Olegário foi o último freguês a deixar o bar.
Às suas costas o proprietário passou o ferrolho na porta de madeira.
De um lado e de outro da avenida deserta havia ainda algum luminoso de neon aceso.
Lá em cima brilhava a Lua. Estava na fase cheia e a sua luz prateava os telhados antigos na noite fria.
Olegária começou a caminhar devagar rumo a sua casa.
Estava sem pressa. As noites de sexta feira prenunciam o fim de semana.
E, sem pressa, foi caminhando pela via pública vazia de movimento.
Não tinha o hábito de beber, mas naquela noite em especial havia tomado talvez um trago ou outro, comemorando sozinho a elegia que havia composto sobre a vida.
Sobre a vida em geral, não sobre uma vida específica.
Sentia-se bem. Na verdade, sob o frio da noite aquele trago a mais havia sido bom.
Caminhou, e sob as árvores frondosas da avenida que levava até a praça, as sombras sucediam-se entre a vaga iluminação pública e a pálida luz da Lua.
Quando já se encontrava atravessando o caminho diagonal que cortava a praça, ele avistou o indivíduo.
Estava encostado em um poste de iluminação. Trazia um sobretudo e na cabeça um chapéu mole que lhe encobria o rosto.
- Tem fogo? perguntou o homem, quando Olegário cruzou com ele.
- Sim, tenho - respondeu e prontificou-se a acender o isqueiro. Imediatamente a chama brilhou e iluminou o rosto do solicitante.
Olegário deu um passo para trás, assustado com o que viu, ao mesmo tempo que sentiu um forte cheiro de putrefação.
E o que viu foi um rosto descarnado e pútrido, quase que somente uma caveira, com os ossos sujos, na imagem embaciada proporcionada pela luz da pequena chama do isqueiro à gasolina.
Olegário afastou a correr do local, procurando estar o mais longe e o mais rápido possível daquela imagem tétrica e inexplicável.
Correu e correu até chegar à sua casa, vários quarteirões daquele ponto.

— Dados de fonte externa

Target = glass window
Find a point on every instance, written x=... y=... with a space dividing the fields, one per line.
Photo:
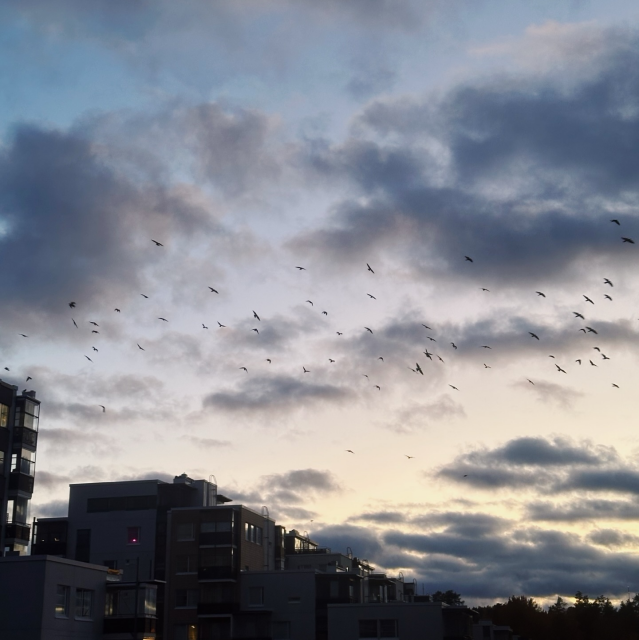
x=83 y=603
x=281 y=630
x=185 y=531
x=256 y=596
x=388 y=628
x=368 y=628
x=133 y=535
x=62 y=601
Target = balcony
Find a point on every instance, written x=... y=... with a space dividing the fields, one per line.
x=18 y=532
x=217 y=608
x=21 y=482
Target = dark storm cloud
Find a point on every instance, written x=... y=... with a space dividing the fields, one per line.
x=274 y=393
x=530 y=170
x=581 y=509
x=537 y=463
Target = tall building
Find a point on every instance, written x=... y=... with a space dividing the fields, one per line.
x=19 y=416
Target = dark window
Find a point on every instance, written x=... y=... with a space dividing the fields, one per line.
x=388 y=628
x=368 y=628
x=133 y=535
x=83 y=545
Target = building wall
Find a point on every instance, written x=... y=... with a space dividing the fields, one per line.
x=421 y=621
x=109 y=529
x=28 y=598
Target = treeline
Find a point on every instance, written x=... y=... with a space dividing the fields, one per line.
x=586 y=619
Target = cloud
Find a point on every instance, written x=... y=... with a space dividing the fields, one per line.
x=275 y=393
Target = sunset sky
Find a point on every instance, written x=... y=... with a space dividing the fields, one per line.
x=253 y=137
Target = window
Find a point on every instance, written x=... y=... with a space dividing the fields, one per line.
x=378 y=628
x=256 y=596
x=187 y=598
x=185 y=531
x=186 y=564
x=185 y=632
x=133 y=535
x=62 y=601
x=252 y=533
x=83 y=603
x=281 y=630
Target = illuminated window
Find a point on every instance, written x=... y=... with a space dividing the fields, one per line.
x=133 y=535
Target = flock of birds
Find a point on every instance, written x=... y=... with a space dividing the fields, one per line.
x=417 y=369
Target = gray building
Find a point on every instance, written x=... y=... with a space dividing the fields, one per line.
x=49 y=598
x=19 y=417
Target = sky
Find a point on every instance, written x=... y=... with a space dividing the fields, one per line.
x=475 y=155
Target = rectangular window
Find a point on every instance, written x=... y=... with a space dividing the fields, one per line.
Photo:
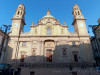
x=33 y=53
x=73 y=43
x=23 y=43
x=64 y=51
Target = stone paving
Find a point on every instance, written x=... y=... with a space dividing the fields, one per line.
x=59 y=71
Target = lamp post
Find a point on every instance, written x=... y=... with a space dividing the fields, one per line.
x=7 y=27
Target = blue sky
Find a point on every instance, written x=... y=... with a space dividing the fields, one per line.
x=60 y=9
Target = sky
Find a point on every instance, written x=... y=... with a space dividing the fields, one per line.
x=60 y=9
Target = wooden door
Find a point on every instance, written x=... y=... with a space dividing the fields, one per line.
x=49 y=55
x=22 y=58
x=75 y=58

Ele guardou a história dessa experiência por muitos anos até uma noite há pouco tempo passado, em um círculo muito pequeno de amigos contou a história a título de desabafo e para completar mais um poema sobre a finitude da vida. Olegário escrevia poemas simbolistas ao estilo de Augusto dos Anjos.
No outro dia, lendo o obituário de um jornal local, fiquei a saber do seu passamento.